16.08.2006 | 11:02 | Alles wird besser | Essen und Essenzielles
 "White.Wet.Delicious." (wsanders, Lafayette, CA) (Aus historischen Rechteklärungsgründen ist hier kein Bild. Aber im 20 Jahre Riesenmaschine-PDF gibt es entweder ein Bild oder eine Bildbeschreibung.) Milch, ein Superzeug. Kühe ficken darin, Kinder lieben es, und auch Erwachsene der weissen Rasse, die sich im Verlauf der Menschheitsgeschichte an den Verzehr angepasst hat, können Milch in kleinen Dosen vertragen. Seit neuestem gibt es Milch in grossen Plastikdosen auch über das amerikanische Amazon zu bestellen, ebenso wie andere frische und leicht verderbliche Lebensmittel. Und siehe da: Kunden, die Milch gekauft haben, haben auch Bananen, Weintrauben und Tomaten geordert.

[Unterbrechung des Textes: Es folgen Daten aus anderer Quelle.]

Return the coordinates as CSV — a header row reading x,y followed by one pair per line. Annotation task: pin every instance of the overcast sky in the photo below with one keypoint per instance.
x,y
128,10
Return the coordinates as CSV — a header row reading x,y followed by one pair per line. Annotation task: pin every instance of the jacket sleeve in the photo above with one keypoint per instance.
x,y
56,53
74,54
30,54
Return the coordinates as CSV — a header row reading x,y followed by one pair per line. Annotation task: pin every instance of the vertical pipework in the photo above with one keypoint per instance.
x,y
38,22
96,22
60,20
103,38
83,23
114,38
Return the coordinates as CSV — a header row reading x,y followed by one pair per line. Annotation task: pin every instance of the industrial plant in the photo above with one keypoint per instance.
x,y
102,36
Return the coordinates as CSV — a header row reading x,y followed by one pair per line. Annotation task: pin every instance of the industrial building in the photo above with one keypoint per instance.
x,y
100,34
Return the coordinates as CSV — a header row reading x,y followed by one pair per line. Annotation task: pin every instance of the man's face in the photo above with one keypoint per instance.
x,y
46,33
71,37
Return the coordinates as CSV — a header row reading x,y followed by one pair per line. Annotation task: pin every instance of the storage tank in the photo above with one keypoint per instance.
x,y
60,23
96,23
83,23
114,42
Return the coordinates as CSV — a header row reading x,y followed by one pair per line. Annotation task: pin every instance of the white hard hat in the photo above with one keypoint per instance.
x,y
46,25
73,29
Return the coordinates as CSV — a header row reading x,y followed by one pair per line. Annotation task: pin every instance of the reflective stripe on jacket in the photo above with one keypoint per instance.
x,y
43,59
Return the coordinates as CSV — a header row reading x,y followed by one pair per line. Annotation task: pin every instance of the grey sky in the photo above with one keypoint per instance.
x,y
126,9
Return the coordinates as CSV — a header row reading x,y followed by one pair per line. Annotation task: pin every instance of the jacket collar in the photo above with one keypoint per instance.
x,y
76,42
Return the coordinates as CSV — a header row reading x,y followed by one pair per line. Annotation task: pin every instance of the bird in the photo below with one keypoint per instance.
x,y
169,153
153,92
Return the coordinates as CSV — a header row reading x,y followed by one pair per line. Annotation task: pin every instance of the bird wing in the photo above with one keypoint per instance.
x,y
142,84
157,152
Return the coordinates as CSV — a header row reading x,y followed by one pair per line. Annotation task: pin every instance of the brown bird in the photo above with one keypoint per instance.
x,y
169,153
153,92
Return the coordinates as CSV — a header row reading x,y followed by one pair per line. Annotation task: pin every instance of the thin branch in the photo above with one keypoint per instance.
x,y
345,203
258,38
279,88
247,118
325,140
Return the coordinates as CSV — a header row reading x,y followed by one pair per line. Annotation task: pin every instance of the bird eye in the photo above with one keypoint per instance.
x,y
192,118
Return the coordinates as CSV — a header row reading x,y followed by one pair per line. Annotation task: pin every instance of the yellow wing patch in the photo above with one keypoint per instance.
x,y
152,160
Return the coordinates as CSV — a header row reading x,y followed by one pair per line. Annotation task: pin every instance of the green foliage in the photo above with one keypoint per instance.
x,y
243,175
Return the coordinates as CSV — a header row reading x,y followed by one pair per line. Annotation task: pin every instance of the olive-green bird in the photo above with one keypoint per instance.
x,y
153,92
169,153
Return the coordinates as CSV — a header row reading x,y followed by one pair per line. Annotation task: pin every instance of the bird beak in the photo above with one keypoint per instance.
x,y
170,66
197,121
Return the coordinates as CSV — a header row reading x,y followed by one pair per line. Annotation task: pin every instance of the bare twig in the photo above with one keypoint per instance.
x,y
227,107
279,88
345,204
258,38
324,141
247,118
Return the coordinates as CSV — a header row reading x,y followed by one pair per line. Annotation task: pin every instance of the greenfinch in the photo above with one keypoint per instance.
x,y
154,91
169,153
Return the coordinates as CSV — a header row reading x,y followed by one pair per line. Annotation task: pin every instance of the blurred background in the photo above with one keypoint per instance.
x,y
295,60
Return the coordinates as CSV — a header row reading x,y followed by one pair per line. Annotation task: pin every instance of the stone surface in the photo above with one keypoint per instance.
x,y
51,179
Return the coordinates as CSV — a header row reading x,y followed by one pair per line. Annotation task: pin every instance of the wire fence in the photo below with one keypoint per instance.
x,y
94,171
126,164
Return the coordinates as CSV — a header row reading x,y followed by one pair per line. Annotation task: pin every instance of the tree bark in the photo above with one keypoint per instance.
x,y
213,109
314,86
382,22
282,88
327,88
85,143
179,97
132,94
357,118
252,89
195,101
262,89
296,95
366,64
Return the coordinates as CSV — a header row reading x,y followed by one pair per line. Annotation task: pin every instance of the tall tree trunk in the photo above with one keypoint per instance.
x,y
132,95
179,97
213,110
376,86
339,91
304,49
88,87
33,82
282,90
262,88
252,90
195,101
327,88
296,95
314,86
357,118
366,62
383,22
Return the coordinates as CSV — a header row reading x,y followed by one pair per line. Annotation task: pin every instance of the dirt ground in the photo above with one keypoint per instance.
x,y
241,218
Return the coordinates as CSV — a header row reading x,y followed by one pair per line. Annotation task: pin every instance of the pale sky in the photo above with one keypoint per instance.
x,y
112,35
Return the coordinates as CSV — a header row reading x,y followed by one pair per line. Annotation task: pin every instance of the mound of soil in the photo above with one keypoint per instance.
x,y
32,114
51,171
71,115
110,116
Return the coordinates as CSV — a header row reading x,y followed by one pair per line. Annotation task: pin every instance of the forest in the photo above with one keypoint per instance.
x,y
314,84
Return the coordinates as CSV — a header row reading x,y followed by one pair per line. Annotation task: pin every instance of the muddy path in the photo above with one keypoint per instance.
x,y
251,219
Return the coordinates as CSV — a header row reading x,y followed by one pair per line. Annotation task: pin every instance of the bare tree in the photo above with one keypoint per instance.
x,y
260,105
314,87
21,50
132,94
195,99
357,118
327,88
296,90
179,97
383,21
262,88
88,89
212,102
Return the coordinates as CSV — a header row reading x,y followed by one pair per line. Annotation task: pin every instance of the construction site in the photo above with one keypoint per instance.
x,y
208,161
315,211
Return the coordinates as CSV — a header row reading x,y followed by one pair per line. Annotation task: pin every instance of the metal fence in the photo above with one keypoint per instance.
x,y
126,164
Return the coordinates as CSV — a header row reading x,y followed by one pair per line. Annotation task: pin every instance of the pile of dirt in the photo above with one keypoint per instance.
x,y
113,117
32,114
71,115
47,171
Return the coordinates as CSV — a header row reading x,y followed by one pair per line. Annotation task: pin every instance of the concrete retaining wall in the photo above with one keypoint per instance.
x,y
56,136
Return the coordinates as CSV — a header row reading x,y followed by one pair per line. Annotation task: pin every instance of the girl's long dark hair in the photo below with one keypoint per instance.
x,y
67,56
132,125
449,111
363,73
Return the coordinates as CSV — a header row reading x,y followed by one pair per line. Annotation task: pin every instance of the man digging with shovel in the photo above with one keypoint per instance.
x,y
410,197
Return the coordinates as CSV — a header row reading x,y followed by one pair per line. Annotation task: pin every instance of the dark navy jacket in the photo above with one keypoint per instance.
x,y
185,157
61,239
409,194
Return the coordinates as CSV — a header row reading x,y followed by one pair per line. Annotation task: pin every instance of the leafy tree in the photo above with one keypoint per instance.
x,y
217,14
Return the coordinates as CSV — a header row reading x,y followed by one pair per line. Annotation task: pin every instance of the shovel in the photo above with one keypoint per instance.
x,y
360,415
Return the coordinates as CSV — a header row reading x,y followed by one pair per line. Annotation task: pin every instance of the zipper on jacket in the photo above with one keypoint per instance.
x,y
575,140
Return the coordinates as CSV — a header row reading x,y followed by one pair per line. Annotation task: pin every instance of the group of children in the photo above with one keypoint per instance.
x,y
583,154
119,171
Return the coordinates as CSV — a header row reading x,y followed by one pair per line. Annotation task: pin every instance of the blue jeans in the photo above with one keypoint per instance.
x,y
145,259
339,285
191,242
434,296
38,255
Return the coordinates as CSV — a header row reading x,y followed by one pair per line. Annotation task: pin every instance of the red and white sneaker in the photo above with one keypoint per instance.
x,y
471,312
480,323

Trotz der erstaunlichen Logistikleistung des Online-Versenders polarisiert die neue Frischelinie stark, wie sich aus den Kundenrezensionen entnehmen lässt. So moniert etwa ein VR aus Albuquerque, dass die Tuscan Whole Milk zur Dachabdichtung gänzlich ungeeignet ist, während Paul Foster aus Austin angibt, seinem Kätzchen seien nach dem Konsum Laserstrahlen aus den Augen geschossen. Mittlerweile ist der Strang auf knapp 700 Einträge angeschwollen – durchsetzt mit zahllosen Haikus und anderen inhaltlich wie formal ansprechenden Annäherungsversuchen an den Gegenstand. Wohl noch nie ist etwas bei Amazon so ausführlich und einfühlsam rezensiert worden. Auch die anderen Frischeprodukte erfahren eine ebenso fein verästelte wie kontroverse Würdigung, was sich in der Summe zu einer belastbaren Lebensmittel-Poetologie verdichtet, wie sie Richard Herzinger immer gefordert hat. Oder war es Rainald Goetz?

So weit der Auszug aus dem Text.